“Toxic gas detectors are commonly used throughout the workplace to warn of potentially harmful exposure to personnel and dangerous gas leaks; they play a valuable role in risk mitigation. Gas detection constitutes an important layer of protection in process facilities. They are also employed in a domestic environment, principally for the detection of carbon monoxide.
Inside plant, gas detectors are important to detect escapes of flammable or toxic cloud and to trigger mitigative devices such as water curtain or deluge system to protect work force and equipment and to prevent potential domino effects.
While effective technology exists for gas detection, placement of gas detectors is especially difficult due to the large number of variables that influence the risk associated with gas leaks; these include leak conditions, fluid properties and dispersion characteristics, process equipment geometry, detection equipment, and environmental factors.
Modeling of a chemical release is in general divided in two parts.
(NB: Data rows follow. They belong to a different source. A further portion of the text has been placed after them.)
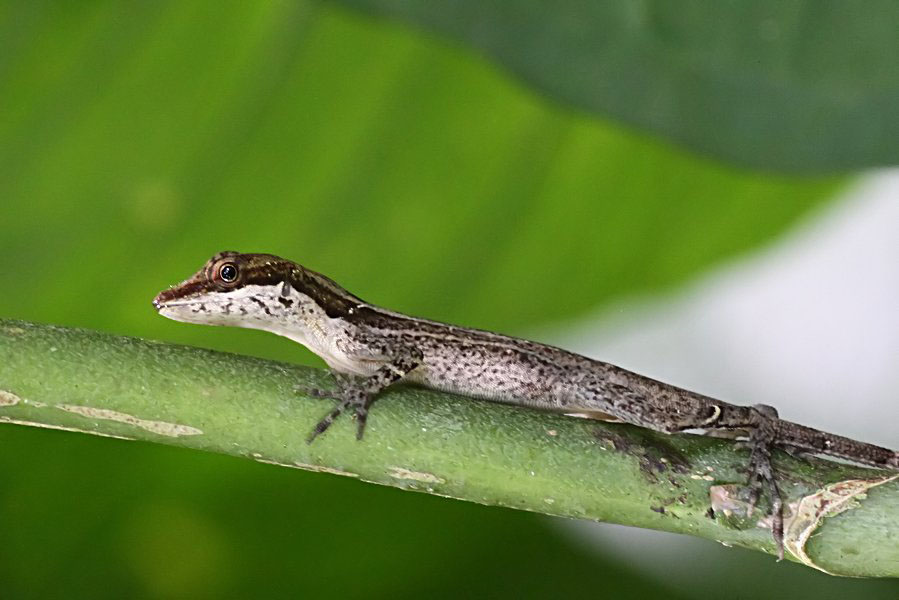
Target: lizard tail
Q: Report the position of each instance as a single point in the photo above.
(829, 444)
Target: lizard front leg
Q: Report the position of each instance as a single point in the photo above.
(358, 393)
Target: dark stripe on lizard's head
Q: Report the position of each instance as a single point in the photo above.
(227, 271)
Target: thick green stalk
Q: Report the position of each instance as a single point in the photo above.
(441, 444)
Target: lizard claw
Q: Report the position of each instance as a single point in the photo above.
(348, 398)
(761, 472)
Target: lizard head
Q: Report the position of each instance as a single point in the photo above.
(231, 289)
(259, 291)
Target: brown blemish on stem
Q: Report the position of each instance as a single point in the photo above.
(158, 427)
(827, 502)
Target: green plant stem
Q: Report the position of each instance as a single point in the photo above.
(427, 441)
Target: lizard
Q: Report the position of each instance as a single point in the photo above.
(369, 348)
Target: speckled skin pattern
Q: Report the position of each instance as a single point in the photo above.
(370, 348)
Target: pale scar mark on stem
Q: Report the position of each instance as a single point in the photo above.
(406, 474)
(304, 466)
(827, 502)
(12, 421)
(158, 427)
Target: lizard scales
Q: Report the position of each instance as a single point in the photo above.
(373, 348)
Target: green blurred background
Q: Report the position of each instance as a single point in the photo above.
(138, 139)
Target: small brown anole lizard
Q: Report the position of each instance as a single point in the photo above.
(371, 348)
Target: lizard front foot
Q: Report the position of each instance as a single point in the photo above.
(349, 396)
(761, 472)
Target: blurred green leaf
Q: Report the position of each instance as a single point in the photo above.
(787, 86)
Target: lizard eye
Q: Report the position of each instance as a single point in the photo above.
(228, 272)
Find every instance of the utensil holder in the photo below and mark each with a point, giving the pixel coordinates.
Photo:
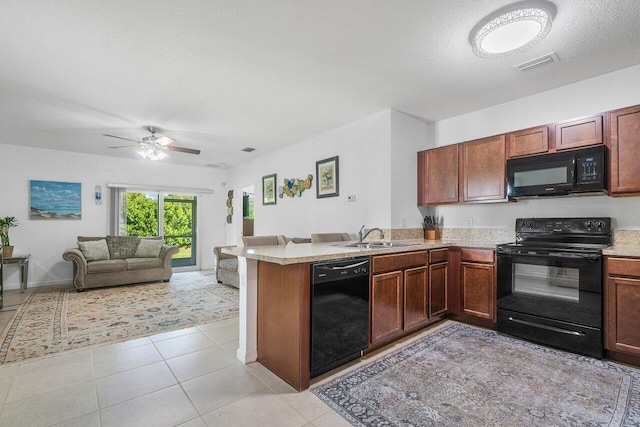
(432, 234)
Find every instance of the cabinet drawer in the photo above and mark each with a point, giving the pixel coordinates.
(623, 266)
(477, 255)
(399, 261)
(438, 255)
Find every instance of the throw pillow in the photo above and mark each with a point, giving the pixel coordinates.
(149, 248)
(121, 247)
(95, 250)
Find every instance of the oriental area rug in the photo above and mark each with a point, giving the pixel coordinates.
(466, 376)
(57, 318)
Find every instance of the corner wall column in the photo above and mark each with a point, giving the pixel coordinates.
(248, 318)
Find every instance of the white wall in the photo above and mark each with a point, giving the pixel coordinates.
(603, 93)
(46, 240)
(408, 136)
(367, 164)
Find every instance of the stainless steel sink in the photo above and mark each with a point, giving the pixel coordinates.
(373, 245)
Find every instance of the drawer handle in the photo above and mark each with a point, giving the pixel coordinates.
(550, 328)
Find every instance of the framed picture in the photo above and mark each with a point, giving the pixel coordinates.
(55, 200)
(269, 189)
(327, 177)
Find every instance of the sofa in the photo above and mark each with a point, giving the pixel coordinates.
(227, 265)
(119, 260)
First, “source modeling” takes into consideration characteristics of the mode of release such as type and size of rupture and geometric configuration of the container to predict the initial velocity and thermodynamic characteristics of the released pollutant. On the other hand, the atmospheric transport of the chemical cloud is treated as part of “dispersion modeling”, where atmospheric conditions, density of the cloud, and characteristics of the terrain where the dispersion occurs are utilized to predict the concentrations within the cloud as a function of distance and time.
A special problem in predicting dispersion is that many chemicals disperse as heavy gases. Heavy toxic and flammable gases are particularly hazardous because their properties of staying long near the ground and in low-wind speed condition diluting slowly.”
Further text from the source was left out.